Os estudos que levaram a essa descoberta foram conduzidos pelos cientistas Shimon Sakaguchi, Mary Brunkow e Fred Ramsdell. As pesquisas identificaram células responsáveis por “frear” o sistema imunológico e o gene que controla esse mecanismo.
Pela relevância científica e impacto na medicina, os pesquisadores receberam o Prêmio Nobel de Medicina em 2025.
Identificação das células que controlam o sistema imune
O primeiro grande avanço ocorreu em 1995, quando Shimon Sakaguchi publicou um estudo considerado um marco na imunologia moderna. O trabalho foi divulgado no artigo científico Immunologic self-tolerance maintained by activated T cells expressing IL-2 receptor alpha-chains (CD25), disponível na base científica PubMed.
Na pesquisa, Sakaguchi demonstrou que um grupo específico de células do sistema imunológico, chamadas de células T reguladoras, desempenha um papel essencial para evitar que o corpo ataque a si mesmo.
Essas células são identificadas pela presença da proteína CD25 e atuam como reguladoras da resposta imunológica. Experimentos realizados com camundongos mostraram que, quando essas células eram removidas, os animais desenvolviam doenças autoimunes graves, confirmando a importância desse mecanismo de controle.
O gene responsável pelo funcionamento das células reguladoras
O segundo avanço científico ocorreu em 2001, quando Mary Brunkow e Fred Ramsdell identificaram o gene responsável por controlar o funcionamento dessas células.
A descoberta foi publicada no artigo Identification of a gene that is required for maintenance of lymphocyte homeostasis, na revista científica Nature Genetics.

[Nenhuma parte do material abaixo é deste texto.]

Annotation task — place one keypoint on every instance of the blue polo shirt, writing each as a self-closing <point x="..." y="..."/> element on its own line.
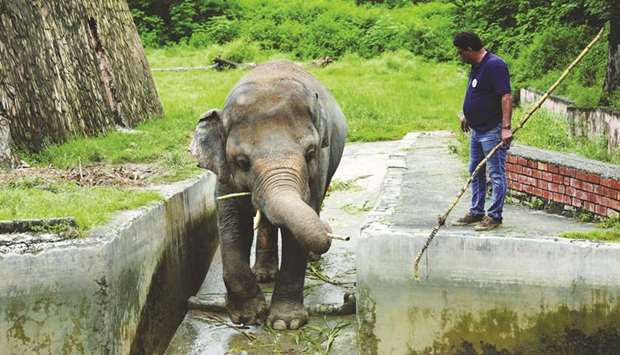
<point x="489" y="80"/>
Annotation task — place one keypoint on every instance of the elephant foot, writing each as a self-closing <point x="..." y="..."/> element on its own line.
<point x="247" y="310"/>
<point x="266" y="266"/>
<point x="265" y="272"/>
<point x="287" y="315"/>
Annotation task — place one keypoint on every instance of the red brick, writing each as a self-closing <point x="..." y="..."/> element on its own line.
<point x="608" y="202"/>
<point x="607" y="182"/>
<point x="600" y="210"/>
<point x="611" y="183"/>
<point x="514" y="185"/>
<point x="582" y="195"/>
<point x="543" y="185"/>
<point x="558" y="197"/>
<point x="537" y="192"/>
<point x="586" y="186"/>
<point x="575" y="183"/>
<point x="558" y="179"/>
<point x="556" y="188"/>
<point x="567" y="171"/>
<point x="589" y="206"/>
<point x="581" y="175"/>
<point x="571" y="191"/>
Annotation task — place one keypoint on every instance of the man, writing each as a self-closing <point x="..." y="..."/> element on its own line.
<point x="487" y="112"/>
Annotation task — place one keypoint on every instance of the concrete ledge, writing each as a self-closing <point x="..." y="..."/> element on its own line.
<point x="489" y="259"/>
<point x="494" y="292"/>
<point x="122" y="289"/>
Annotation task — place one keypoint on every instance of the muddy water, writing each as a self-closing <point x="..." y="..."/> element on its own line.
<point x="495" y="319"/>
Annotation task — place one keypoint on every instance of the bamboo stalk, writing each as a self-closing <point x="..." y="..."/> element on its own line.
<point x="338" y="237"/>
<point x="236" y="194"/>
<point x="442" y="219"/>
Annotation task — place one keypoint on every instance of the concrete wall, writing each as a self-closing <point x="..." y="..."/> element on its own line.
<point x="564" y="181"/>
<point x="518" y="295"/>
<point x="583" y="122"/>
<point x="554" y="104"/>
<point x="122" y="289"/>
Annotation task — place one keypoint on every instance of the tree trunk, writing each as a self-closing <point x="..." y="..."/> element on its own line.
<point x="71" y="67"/>
<point x="612" y="79"/>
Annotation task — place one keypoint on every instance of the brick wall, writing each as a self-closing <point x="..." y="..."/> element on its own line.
<point x="565" y="180"/>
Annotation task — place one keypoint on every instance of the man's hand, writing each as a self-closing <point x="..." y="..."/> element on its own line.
<point x="506" y="137"/>
<point x="464" y="123"/>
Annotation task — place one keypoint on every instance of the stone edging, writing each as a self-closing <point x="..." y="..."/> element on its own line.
<point x="565" y="182"/>
<point x="123" y="289"/>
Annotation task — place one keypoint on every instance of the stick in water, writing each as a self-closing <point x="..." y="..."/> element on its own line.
<point x="526" y="117"/>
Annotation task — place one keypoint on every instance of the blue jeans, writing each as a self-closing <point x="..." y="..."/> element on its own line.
<point x="481" y="145"/>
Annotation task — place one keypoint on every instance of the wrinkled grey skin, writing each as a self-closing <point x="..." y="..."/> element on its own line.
<point x="280" y="136"/>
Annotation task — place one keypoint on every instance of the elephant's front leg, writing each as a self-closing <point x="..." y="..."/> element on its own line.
<point x="244" y="300"/>
<point x="287" y="303"/>
<point x="266" y="264"/>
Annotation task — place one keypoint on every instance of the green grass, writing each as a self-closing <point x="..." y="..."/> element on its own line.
<point x="386" y="97"/>
<point x="612" y="235"/>
<point x="36" y="198"/>
<point x="544" y="130"/>
<point x="383" y="98"/>
<point x="609" y="230"/>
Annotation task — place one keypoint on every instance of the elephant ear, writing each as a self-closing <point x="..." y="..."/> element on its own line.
<point x="208" y="144"/>
<point x="321" y="121"/>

Durante os estudos, os cientistas investigaram camundongos com uma mutação genética rara conhecida como Scurfy. As análises revelaram que o problema estava relacionado a alterações no gene FOXP3.

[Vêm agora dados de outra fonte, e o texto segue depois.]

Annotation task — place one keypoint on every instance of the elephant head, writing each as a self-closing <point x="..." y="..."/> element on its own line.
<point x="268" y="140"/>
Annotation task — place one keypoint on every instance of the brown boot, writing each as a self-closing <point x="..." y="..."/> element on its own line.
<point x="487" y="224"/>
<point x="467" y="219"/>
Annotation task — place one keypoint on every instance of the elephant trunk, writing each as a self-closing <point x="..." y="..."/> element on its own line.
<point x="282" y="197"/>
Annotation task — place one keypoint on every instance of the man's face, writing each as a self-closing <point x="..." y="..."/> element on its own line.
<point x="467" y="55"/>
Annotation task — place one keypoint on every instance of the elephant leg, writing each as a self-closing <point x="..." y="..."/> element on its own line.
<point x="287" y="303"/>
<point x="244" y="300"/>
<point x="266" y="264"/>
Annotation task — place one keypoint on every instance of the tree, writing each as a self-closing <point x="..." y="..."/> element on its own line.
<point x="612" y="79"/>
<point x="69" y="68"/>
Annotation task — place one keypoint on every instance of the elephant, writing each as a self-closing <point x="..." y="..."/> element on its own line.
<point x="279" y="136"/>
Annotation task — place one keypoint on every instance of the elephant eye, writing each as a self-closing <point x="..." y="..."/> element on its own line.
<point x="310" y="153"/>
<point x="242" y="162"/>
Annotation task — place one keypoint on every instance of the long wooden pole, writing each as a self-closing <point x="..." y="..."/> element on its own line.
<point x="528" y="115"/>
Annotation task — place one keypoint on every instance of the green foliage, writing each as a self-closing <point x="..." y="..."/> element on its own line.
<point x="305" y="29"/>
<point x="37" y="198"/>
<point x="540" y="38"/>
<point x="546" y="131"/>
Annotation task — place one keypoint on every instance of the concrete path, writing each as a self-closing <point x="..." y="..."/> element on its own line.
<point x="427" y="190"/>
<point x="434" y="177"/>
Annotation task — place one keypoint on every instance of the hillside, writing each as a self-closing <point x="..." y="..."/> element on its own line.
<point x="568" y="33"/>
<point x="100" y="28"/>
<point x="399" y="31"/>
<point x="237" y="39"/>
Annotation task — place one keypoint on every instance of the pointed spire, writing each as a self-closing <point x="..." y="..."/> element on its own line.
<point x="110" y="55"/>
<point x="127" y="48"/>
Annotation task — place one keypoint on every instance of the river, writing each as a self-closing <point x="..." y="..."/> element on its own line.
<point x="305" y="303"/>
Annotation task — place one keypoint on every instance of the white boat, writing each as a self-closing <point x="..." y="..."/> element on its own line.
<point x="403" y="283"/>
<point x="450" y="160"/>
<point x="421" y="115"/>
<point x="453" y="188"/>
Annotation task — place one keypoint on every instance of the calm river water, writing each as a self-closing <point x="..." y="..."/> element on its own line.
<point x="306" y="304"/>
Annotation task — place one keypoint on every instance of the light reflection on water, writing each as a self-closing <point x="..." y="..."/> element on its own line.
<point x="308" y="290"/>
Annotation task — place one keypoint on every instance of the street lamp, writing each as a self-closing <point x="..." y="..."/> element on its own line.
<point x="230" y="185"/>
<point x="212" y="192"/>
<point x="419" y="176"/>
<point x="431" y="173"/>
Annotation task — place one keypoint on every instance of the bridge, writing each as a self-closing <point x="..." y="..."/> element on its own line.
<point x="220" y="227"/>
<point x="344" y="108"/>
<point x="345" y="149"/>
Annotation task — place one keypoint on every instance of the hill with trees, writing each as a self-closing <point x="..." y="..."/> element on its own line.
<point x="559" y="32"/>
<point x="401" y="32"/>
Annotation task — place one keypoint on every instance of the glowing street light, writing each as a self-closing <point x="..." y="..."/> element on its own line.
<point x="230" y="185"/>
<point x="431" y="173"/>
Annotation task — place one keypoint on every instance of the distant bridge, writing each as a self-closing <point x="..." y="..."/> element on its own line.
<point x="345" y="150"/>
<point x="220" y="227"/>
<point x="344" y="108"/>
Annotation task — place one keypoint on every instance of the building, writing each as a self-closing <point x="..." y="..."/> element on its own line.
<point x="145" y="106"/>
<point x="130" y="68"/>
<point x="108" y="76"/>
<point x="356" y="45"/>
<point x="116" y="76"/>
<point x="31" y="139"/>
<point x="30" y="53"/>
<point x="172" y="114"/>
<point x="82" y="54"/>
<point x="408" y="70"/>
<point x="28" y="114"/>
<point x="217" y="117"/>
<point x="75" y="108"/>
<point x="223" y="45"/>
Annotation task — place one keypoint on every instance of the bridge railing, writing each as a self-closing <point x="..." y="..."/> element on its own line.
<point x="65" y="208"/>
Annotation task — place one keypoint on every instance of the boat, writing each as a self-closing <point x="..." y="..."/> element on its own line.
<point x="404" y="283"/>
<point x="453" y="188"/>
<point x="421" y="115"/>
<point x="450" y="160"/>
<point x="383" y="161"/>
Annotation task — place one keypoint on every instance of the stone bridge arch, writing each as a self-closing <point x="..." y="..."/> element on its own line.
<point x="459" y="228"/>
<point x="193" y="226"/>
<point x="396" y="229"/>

Os pesquisadores constataram que, sem o funcionamento adequado desse gene, o organismo não consegue produzir células T reguladoras, o que provoca inflamações graves e descontrole do sistema imunológico.
Relação com doenças humanas
Também em 2001, os cientistas publicaram um novo estudo na revista Immunogenetics, intitulado A rare polyadenylation signal mutation of the FOXP3 gene leads to the IPEX syndrome.

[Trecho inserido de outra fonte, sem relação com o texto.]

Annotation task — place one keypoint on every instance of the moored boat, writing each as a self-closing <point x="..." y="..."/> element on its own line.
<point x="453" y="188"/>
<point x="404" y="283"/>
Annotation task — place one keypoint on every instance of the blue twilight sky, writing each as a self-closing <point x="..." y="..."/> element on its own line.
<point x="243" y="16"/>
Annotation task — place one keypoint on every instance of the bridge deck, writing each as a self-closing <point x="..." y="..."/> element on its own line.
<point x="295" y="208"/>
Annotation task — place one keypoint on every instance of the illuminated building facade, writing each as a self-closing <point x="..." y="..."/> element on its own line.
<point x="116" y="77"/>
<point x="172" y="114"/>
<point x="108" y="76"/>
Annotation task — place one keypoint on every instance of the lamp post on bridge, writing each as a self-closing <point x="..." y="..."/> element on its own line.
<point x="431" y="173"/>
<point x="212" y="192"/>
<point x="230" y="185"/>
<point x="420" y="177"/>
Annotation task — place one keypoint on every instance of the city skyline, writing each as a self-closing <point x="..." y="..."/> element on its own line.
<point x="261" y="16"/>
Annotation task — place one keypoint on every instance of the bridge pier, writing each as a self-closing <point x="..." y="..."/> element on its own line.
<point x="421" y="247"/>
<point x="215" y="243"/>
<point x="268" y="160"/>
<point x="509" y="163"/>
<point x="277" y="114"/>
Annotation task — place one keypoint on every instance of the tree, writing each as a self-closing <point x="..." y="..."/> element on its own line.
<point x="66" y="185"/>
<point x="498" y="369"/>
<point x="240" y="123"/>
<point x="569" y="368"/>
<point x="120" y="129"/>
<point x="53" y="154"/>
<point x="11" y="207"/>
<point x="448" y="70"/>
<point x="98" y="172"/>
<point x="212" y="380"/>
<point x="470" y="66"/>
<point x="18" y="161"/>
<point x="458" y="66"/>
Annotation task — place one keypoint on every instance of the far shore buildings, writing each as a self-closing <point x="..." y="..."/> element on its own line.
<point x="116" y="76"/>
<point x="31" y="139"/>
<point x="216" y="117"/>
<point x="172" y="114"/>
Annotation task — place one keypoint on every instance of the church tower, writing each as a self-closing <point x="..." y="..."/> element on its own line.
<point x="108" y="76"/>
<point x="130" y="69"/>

A pesquisa demonstrou que o mesmo mecanismo identificado em animais também ocorre em humanos e explicou a origem da rara Síndrome IPEX.
A doença é causada por mutações no gene FOXP3 e provoca graves distúrbios autoimunes, incluindo diabetes neonatal e inflamações sistêmicas. A descoberta confirmou que o gene atua como um regulador central da tolerância imunológica no organismo humano.
Avanços para a medicina
A identificação das células T reguladoras e do gene FOXP3 representou um avanço decisivo para a compreensão de diversas doenças autoimunes.
O conhecimento gerado por essas pesquisas contribui diretamente para o desenvolvimento de novos tratamentos para enfermidades como diabetes tipo 1, lúpus e artrite reumatoide, além de abrir caminhos para terapias imunológicas utilizadas em transplantes e no combate ao câncer.
Especialistas apontam que essas descobertas continuam influenciando pesquisas em todo o mundo, consolidando um dos marcos mais importantes da imunologia moderna.